Lors de son discours au soir de sa réélection dimanche dernier, Emmanuel Macron a promis « l’invention collective d’une méthode refondée, pour cinq années de mieux ». Les résultats de la présidentielle n’ont fait que confirmer les profondes lignes de fracture qui traversent la France, et la nécessité impérieuse de redonner des gages d’écoute et de considération à toutes celles et ceux qui se sentent, pour reprendre le titre d’un ouvrage bien connu, « les oubliés de la République ».
Un motif de satisfaction tout d’abord : pendant sa campagne, le nouveau Président a clairement affiché les deux chantiers majeurs de son quinquennat, la santé et l’éducation, et une inflexion dans la conduite de ceux-ci, placée sous le signe d’une concertation accrue. Objectif affiché : « redonner à celles et ceux qui font au quotidien, la possibilité d'adapter les solutions aux réalités de terrain ». Une présidence plus participative donc, avec comme perspective pour la santé une grande « Conférence des parties prenantes », dont les contours demeurent encore flous.

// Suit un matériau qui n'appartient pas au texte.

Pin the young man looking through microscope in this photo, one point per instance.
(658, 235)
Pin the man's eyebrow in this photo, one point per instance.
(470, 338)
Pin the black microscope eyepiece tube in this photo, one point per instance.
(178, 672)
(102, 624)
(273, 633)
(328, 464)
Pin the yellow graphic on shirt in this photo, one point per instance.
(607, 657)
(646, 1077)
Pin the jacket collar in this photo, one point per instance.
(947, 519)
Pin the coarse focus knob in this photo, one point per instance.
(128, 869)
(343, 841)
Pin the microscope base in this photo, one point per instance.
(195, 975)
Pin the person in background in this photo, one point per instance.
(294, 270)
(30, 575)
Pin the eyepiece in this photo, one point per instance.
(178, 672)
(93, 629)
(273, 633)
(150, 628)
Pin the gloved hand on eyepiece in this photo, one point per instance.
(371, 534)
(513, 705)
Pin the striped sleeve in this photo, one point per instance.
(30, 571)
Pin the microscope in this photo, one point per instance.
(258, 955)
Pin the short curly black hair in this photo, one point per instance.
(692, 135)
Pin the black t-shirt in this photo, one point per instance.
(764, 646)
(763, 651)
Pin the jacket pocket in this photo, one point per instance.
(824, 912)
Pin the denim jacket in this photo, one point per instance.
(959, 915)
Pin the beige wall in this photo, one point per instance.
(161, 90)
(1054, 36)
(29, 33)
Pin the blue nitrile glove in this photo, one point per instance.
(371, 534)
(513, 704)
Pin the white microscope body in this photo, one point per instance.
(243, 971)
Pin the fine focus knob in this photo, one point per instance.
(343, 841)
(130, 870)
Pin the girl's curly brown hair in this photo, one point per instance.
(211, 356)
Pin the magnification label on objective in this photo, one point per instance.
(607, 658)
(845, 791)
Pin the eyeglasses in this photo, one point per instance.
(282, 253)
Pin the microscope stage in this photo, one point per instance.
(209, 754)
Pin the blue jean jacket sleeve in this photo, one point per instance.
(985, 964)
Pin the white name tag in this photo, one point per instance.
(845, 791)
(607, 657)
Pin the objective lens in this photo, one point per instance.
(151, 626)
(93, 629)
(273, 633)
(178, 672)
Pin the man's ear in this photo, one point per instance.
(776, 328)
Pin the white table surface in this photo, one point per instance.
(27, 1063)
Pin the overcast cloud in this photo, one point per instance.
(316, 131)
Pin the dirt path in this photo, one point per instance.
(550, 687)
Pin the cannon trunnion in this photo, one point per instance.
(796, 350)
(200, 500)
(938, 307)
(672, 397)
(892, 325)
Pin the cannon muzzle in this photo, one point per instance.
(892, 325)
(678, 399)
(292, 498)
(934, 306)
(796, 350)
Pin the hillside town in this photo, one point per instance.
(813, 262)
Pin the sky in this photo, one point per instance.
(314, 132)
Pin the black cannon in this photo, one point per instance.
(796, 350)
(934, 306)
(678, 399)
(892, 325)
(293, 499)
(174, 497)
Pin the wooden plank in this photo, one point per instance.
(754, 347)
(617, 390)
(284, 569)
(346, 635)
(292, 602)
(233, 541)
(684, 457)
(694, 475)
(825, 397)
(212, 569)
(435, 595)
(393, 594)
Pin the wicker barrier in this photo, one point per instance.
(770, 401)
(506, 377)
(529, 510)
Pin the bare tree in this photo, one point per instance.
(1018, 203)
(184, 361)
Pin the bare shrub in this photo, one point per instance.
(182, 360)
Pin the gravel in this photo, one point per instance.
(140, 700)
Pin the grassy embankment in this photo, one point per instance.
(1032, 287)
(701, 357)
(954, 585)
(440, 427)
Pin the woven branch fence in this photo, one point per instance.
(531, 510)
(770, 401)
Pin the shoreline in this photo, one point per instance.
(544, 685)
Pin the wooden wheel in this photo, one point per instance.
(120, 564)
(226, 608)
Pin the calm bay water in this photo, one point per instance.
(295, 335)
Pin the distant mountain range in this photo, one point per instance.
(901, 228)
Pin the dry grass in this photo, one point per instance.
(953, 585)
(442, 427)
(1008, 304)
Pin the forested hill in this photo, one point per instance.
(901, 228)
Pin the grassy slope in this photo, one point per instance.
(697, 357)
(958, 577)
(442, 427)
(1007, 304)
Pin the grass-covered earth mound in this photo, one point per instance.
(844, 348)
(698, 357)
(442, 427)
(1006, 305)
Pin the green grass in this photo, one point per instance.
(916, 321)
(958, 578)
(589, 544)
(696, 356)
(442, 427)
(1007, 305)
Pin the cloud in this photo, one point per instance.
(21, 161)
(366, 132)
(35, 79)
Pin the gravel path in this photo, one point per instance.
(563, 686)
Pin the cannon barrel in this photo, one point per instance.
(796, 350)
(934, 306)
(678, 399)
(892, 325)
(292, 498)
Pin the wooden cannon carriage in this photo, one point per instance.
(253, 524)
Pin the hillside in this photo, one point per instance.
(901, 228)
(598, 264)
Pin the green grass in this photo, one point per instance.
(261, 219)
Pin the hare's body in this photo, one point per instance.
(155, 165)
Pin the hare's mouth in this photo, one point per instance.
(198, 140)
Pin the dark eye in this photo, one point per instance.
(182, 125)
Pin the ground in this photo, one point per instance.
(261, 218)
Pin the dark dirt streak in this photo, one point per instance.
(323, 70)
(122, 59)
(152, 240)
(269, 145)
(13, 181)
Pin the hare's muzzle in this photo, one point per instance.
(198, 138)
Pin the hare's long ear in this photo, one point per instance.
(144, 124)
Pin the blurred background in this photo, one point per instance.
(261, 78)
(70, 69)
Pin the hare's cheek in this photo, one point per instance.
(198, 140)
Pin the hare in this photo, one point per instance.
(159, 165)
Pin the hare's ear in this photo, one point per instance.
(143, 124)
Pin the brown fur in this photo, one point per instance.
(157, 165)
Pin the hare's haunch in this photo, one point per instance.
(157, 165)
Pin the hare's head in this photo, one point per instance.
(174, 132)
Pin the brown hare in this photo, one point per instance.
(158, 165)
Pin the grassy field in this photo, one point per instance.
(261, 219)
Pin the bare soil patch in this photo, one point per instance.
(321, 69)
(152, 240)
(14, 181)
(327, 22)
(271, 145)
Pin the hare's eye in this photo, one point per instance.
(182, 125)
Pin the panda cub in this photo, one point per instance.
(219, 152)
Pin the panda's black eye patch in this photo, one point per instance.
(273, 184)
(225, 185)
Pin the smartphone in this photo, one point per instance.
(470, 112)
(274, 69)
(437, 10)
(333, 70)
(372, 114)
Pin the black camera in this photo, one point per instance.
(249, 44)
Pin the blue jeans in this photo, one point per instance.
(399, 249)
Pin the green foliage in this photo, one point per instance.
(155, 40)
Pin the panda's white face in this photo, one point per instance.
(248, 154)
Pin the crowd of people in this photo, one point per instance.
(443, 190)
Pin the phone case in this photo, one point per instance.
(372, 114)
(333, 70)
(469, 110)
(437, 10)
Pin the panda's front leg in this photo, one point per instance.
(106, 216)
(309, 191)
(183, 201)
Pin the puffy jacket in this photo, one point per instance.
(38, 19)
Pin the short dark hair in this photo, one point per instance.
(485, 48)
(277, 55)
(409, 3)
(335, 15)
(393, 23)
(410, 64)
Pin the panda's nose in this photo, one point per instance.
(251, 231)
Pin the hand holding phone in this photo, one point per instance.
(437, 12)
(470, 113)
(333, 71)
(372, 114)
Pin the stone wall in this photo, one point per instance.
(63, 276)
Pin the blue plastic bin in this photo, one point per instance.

Nous ne pouvons que souscrire à cette exigence, car si la crise sanitaire a donné lieu à une écoute et une considération appuyées du monde de la santé, le retour du business as usual est à craindre. En cause, la gouvernance de la santé dans notre pays, qui indépendamment des qualités des individus qui la composent, cumule de nombreux handicaps : elle est cloisonnée, elle pèche par défaut de lisibilité et de transparence, et surtout elle ne puise pas suffisamment son inspiration et sa vitalité dans le gisement pourtant considérable de créativité et d’initiative des acteurs de terrain. Résultat : des réformes trop souvent décalées des attentes et des besoins, qui peinent à trouver l’adhésion de celles et ceux à qui elles sont censées s’appliquer.
Or les femmes et les hommes engagés pour la santé et le soin sont comme tous les citoyens : ils ont besoin, et peut-être plus que jamais depuis la pandémie, de vision, de concertation et de sens. Il est donc fondamental de raviver la relation de confiance qui a pris forme dans la lutte contre le virus, et de donner de la substance à cette « nouvelle méthode » que notre Président de la République appelle de ses vœux.
Matérialisation de cette volonté, la Conférence des parties prenantes est attendue avec un mélange d’espoir et de scepticisme. Emmanuel Macron le sait parfaitement, un exercice participatif est un processus complexe et exigeant, qui ne peut se permettre de décevoir : les défis sont trop importants, et les attentes trop impérieuses. Surtout, un tel exercice doit associer vraiment, comme son nom l’indique, toutes les parties prenantes. Lors du Ségur, on a décliné pour le secteur privé les mesures prises pour le public. C’est bien, mais il faut maintenant réfléchir et travailler pour tous et avec tous : c’est cela, l’essence même d’une « nouvelle méthode ».